The question was (now there is an answer):
Suppose that $X \sim N(a_1, \sigma_1^2)$ and $Y \sim N(a_2, \sigma_2^2)$ are normal random variables, possibly dependent. Is $$Z = E( X | Y)$$ a normal random variable?
What do I know? I know, that $Z$ is normal in case, when $(X,Y)$ is a normal vector (e.g., if $X$ and $Y$ are independent). I think than in general case $Z$ is not normal. A counterexample, if it exists, may be found only in case when $X, Y$ are normal, but $(X,Y)$ is not normal. I know two examples, when $X, Y$ are normal, but $(X,Y)$ is not normal. Both of them are useless, but I write it here:
- $Y \sim N(0,1)$, $X = Y$ if $|Y| \le c$ and $X = -Y$ otherwise for some constant $c$. Then $Z = E( X | Y) = X$ because $Y$ is a function of $X$. Hence $Z$ is normal. Unfortunately.
- $Y \sim N(0,1)$, $\xi \sim Bern(\frac12)$, $\xi$ and $Y$ are independent, $X = (2\xi-1) Y$. Then $Z = E( X | Y) = E((2\xi-1) Y|Y) = Y E((2\xi-1)|Y) = Y\cdot 0 = 0 \sim N(0,0).$ Unfortunately. So we need more examples. The answer is below.

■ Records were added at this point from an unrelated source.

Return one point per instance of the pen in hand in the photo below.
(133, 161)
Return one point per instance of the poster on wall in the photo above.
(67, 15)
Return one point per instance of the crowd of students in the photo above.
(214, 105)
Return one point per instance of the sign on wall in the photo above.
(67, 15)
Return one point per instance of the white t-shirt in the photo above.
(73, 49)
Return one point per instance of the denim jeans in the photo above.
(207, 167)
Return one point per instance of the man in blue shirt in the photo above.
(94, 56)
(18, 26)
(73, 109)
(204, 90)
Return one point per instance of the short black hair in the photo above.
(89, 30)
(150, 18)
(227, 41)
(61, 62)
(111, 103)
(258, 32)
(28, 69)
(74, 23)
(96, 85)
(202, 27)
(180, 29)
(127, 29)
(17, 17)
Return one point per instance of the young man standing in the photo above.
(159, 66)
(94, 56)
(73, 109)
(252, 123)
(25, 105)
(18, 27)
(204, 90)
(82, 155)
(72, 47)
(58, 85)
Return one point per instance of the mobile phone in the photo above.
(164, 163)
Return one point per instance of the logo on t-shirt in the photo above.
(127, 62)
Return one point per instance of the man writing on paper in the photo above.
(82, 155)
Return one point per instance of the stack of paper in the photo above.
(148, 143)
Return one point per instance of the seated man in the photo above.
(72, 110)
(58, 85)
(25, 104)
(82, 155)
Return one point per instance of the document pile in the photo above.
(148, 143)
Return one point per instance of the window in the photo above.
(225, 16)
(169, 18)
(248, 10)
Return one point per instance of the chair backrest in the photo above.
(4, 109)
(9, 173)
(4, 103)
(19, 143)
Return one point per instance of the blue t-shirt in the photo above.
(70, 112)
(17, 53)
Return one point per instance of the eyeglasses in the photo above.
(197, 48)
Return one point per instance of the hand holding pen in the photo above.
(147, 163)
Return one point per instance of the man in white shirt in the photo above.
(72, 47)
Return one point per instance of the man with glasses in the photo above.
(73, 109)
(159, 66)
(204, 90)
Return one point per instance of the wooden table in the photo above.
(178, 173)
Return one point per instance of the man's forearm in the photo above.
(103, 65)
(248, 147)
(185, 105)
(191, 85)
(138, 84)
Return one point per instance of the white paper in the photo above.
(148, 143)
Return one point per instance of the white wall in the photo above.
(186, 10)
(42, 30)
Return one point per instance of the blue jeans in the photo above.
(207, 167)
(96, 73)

Suppose that $p(x)$ - density of $N(0,1)$. Consider the vector $(X,Y)$ with density $2p(x)p(y)I_{x\dot y > 0}$. This example is taken from stats.stackexchange.com/questions/30159/is-it-possible-to-have-a-pair-of-gaussian-random-variables-for-which-the-joint-d
It's easy to see that $X \sim N(0,1)$ and $Y \sim N(0,1)$. As $p(x|y) = 2p(x)I_{x\dot y > 0}$ we have $E(X|Y=y) = c I_{y>0} + (-c) I_{y<0}$ where $c = \int_{0}^{\infty} p(x) dx = E|N(0,1)| > 0$. Hence $Z = E(X|Y) = c \cdot \rm{sgn}(Y)$. $Z$ is a discrete r.v. Q.e.d.